Allah cc, yüce kitabımızın bir çok ayetinde;Tevhidi/Tek Allaha inanmayı hedefleyen,şirkten uzak, halis bir Din olarak bildirdiği İslamı tüm insanlara özellikle Ehli kitaba duyurması için Peygambere a.s. ve Müslümanlara emirler vermiştir.Yani onları bu ilahi mesajı tüm insanlara bildirmekle/tebliğ yükümlü tutmuştur ki bu Diyalog/ikili ve ya çoklu görüşme olmadan nasıl mümkün olabilir?
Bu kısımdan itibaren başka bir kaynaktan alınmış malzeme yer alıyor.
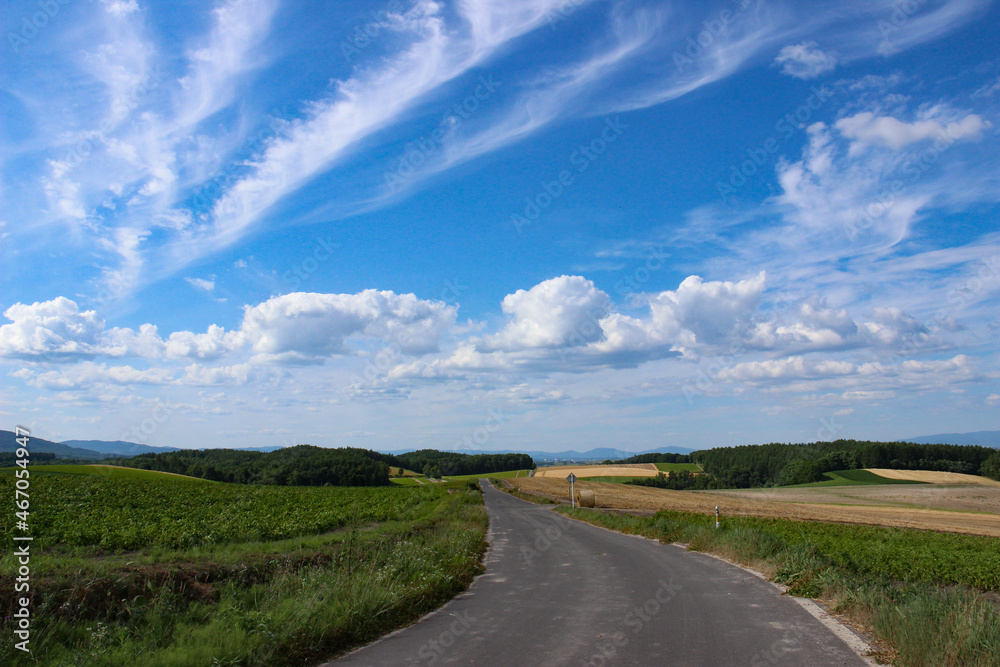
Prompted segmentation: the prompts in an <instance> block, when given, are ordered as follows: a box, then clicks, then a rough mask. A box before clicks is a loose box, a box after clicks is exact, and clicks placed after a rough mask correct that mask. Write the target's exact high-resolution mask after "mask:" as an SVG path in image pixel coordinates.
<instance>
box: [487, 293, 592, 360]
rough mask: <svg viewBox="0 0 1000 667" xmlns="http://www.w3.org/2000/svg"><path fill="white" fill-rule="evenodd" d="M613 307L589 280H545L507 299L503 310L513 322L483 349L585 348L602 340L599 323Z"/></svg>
mask: <svg viewBox="0 0 1000 667" xmlns="http://www.w3.org/2000/svg"><path fill="white" fill-rule="evenodd" d="M610 303H611V299H610V298H609V297H608V295H607V294H605V293H604V292H602V291H601V290H599V289H597V288H596V287H595V286H594V283H593V282H591V281H589V280H587V279H586V278H582V277H580V276H559V277H558V278H552V279H550V280H546V281H544V282H541V283H539V284H537V285H535V286H534V287H532V288H531V289H530V290H527V291H525V290H517V292H515V293H513V294H508V295H507V296H506V297H504V300H503V304H502V305H501V307H502V309H503V312H504V313H506V314H507V315H509V316H510V317H511V320H510V322H508V323H507V325H506V326H505V327H504V329H503V331H501V332H500V333H499V334H497V335H495V336H489V337H487V338H486V340H485V341H484V343H483V344H482V345H481V346H480V347H481V348H482V349H483V350H485V351H492V350H495V349H502V350H517V349H523V348H536V347H562V346H568V347H575V346H580V345H586V344H587V343H591V342H594V341H596V340H599V339H600V338H601V327H600V324H599V322H600V320H601V319H602V318H603V317H604V316H605V315H607V314H608V308H609V306H610Z"/></svg>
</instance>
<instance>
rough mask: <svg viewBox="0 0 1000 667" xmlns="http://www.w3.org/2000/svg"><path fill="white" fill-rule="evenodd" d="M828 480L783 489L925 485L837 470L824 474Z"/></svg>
mask: <svg viewBox="0 0 1000 667" xmlns="http://www.w3.org/2000/svg"><path fill="white" fill-rule="evenodd" d="M823 477H825V478H826V479H825V480H823V481H822V482H810V483H809V484H792V485H789V486H783V487H780V488H783V489H793V488H794V489H802V488H808V487H813V486H859V485H873V484H923V483H924V482H914V481H911V480H908V479H889V478H888V477H881V476H879V475H876V474H875V473H873V472H869V471H867V470H835V471H833V472H825V473H823Z"/></svg>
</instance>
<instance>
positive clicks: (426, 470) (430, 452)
mask: <svg viewBox="0 0 1000 667" xmlns="http://www.w3.org/2000/svg"><path fill="white" fill-rule="evenodd" d="M396 460H397V461H398V463H396V464H393V465H398V466H399V467H401V468H407V469H408V470H413V471H414V472H420V473H423V474H424V475H427V476H428V477H447V476H451V475H485V474H489V473H494V472H504V471H507V470H526V469H533V468H534V467H535V462H534V461H533V460H532V458H531V457H530V456H529V455H527V454H456V453H455V452H439V451H438V450H436V449H421V450H418V451H416V452H408V453H406V454H400V455H399V456H397V457H396Z"/></svg>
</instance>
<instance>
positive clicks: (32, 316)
mask: <svg viewBox="0 0 1000 667" xmlns="http://www.w3.org/2000/svg"><path fill="white" fill-rule="evenodd" d="M4 317H6V318H7V319H9V320H12V321H13V322H12V324H5V325H3V326H0V356H7V357H18V358H35V357H38V358H59V357H63V358H73V357H76V358H79V357H86V356H93V355H95V354H97V353H98V352H99V351H100V349H101V335H102V333H103V331H104V321H103V320H102V319H100V318H99V317H98V316H97V312H96V311H93V310H86V311H83V312H81V311H80V309H79V307H78V306H77V305H76V303H75V302H74V301H71V300H69V299H67V298H66V297H57V298H55V299H53V300H51V301H43V302H40V303H33V304H31V305H25V304H22V303H16V304H14V305H13V306H11V307H10V308H8V309H7V310H6V311H4Z"/></svg>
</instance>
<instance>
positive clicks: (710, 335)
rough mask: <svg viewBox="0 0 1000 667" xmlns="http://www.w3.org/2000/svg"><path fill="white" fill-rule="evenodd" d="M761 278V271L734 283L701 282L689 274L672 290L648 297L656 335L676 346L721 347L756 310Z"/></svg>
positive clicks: (703, 348) (763, 280)
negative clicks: (752, 275) (672, 290)
mask: <svg viewBox="0 0 1000 667" xmlns="http://www.w3.org/2000/svg"><path fill="white" fill-rule="evenodd" d="M765 279H766V274H765V273H764V272H763V271H761V272H760V273H759V274H757V275H756V276H755V277H753V278H750V279H747V280H740V281H739V282H735V283H734V282H729V281H710V282H705V281H703V280H702V279H701V278H700V277H699V276H689V277H688V278H685V279H684V281H683V282H682V283H681V284H680V287H678V288H677V291H676V292H673V291H666V292H660V293H659V294H657V295H654V296H651V297H650V299H649V304H650V310H651V313H652V317H651V325H652V326H653V328H654V329H655V331H656V332H657V333H658V334H659V335H660V336H663V337H665V338H668V339H672V340H673V341H674V342H675V344H676V345H678V346H680V347H684V348H691V349H697V348H701V349H710V348H712V347H713V346H725V345H727V344H728V343H729V342H731V341H732V340H733V339H734V337H735V335H736V334H737V332H738V331H739V328H740V325H741V324H744V323H746V322H747V321H748V320H749V319H750V316H751V315H752V314H753V313H754V311H756V309H757V306H758V304H759V303H760V298H761V294H762V293H763V291H764V284H765Z"/></svg>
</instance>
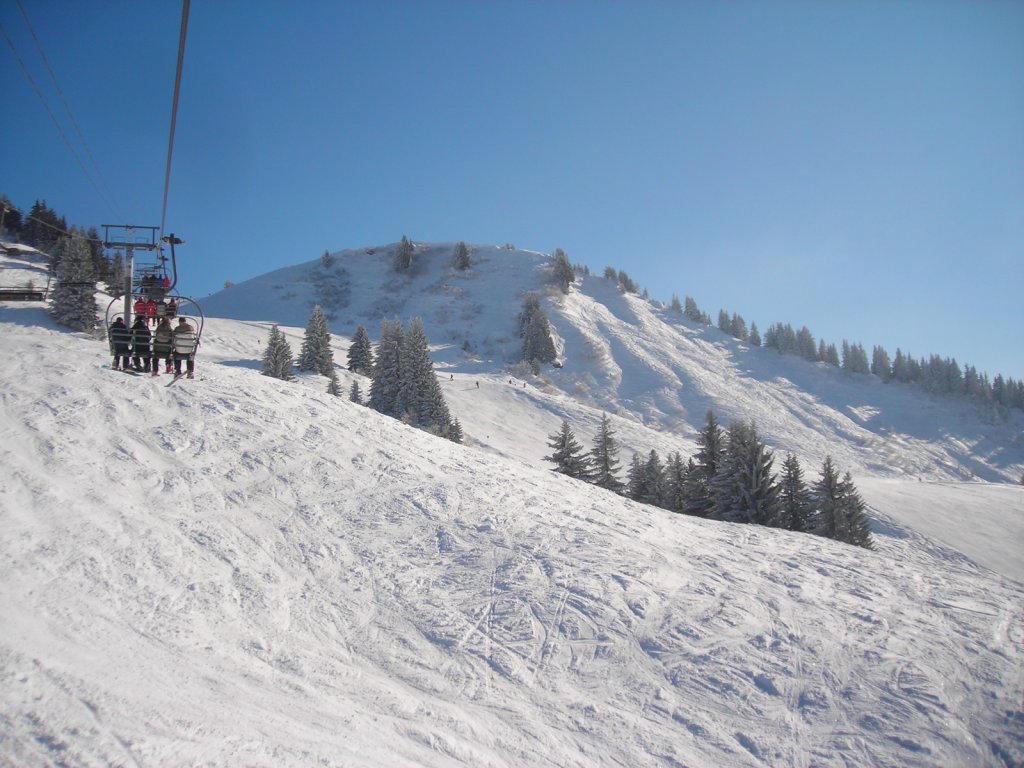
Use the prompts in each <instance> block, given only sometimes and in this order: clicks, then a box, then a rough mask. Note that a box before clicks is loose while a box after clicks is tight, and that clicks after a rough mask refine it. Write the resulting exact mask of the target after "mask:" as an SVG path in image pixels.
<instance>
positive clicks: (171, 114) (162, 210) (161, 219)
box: [160, 0, 189, 241]
mask: <svg viewBox="0 0 1024 768" xmlns="http://www.w3.org/2000/svg"><path fill="white" fill-rule="evenodd" d="M188 5H189V0H183V2H182V5H181V33H180V35H179V36H178V67H177V72H176V73H175V75H174V99H173V101H172V102H171V135H170V137H169V138H168V140H167V169H166V171H165V172H164V204H163V207H162V208H161V213H160V240H161V241H163V239H164V224H165V223H166V222H167V193H168V190H169V188H170V185H171V159H172V158H173V156H174V128H175V126H176V125H177V120H178V95H179V94H180V92H181V69H182V67H183V65H184V58H185V35H186V33H187V31H188Z"/></svg>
Bu tebliği emreden ayetlerden bir kaçı aşağıdadır;
Al-i İmran
(20) Seninle tartışmaya girişirlerse, de ki: "Ben, bana uyanlarla birlikte kendi özümü Allah'a teslim ettim." Kendilerine kitap verilenlere ve ümmîlere6 de ki: "Siz de İslâm'ı kabul ettiniz mi?" Eğer İslâm'a girerlerse hidayete ermiş olurlar. Yok, eğer yüz çevirirlerse sana düşen şey ancak tebliğ etmektir. Allah kullarını hakkıyla görendir.
Maide
(67) Ey Peygamber! Rabbinden sana indirileni tebliğ et. Eğer bunu yapmazsan onun verdiği peygamberlik görevini yerine getirmemiş olursun. Allah seni insanlardan korur. Şüphesiz Allah, kafirler topluluğunu hidayete erdirmeyecektir.
Maide
(99) Peygamberin üzerine düşen ancak tebliğdir. Allah sizin açıkladığınızı da, gizlediğinizi de bilir.
Enam
(90) İşte, o peygamberler, Allah'ın doğru yola ilettiği kimselerdir. (Ey Muhammed!) Sen de onların tuttuğu yola uy. De ki: "Bu tebliğe karşı sizden bir ücret istemiyorum. O (Kur'an), bütün âlemler için ancak bir uyarıdır."
Araf
(62) "Ben size Rabbimin vahyettiklerini tebliğ ediyorum ve size nasihat ediyorum. Sizin bilmediğiniz şeyleri de Allah tarafından gelen vahiy ile biliyorum."
Ahzab
(39) Daha önce gelip geçen o peygamberler, Allah'ın vahiylerini tebliğ eden, Allah'tan korkan, başka hiç kimseden korkmayan kimselerdir. Allah hesap görücü olarak yeter.
Şura
(48) Eğer yüz çevirirlerse (bilesin ki), biz seni onlara bekçi göndermedik. Sana düşen, sadece tebliğdir. Gerçekten biz insana katımızdan bir rahmet tattırdığımızda ona sevinir; ama elleriyle yaptıkları işler yüzünden onlara bir kötülük dokunursa o zaman da insan pek nankördür.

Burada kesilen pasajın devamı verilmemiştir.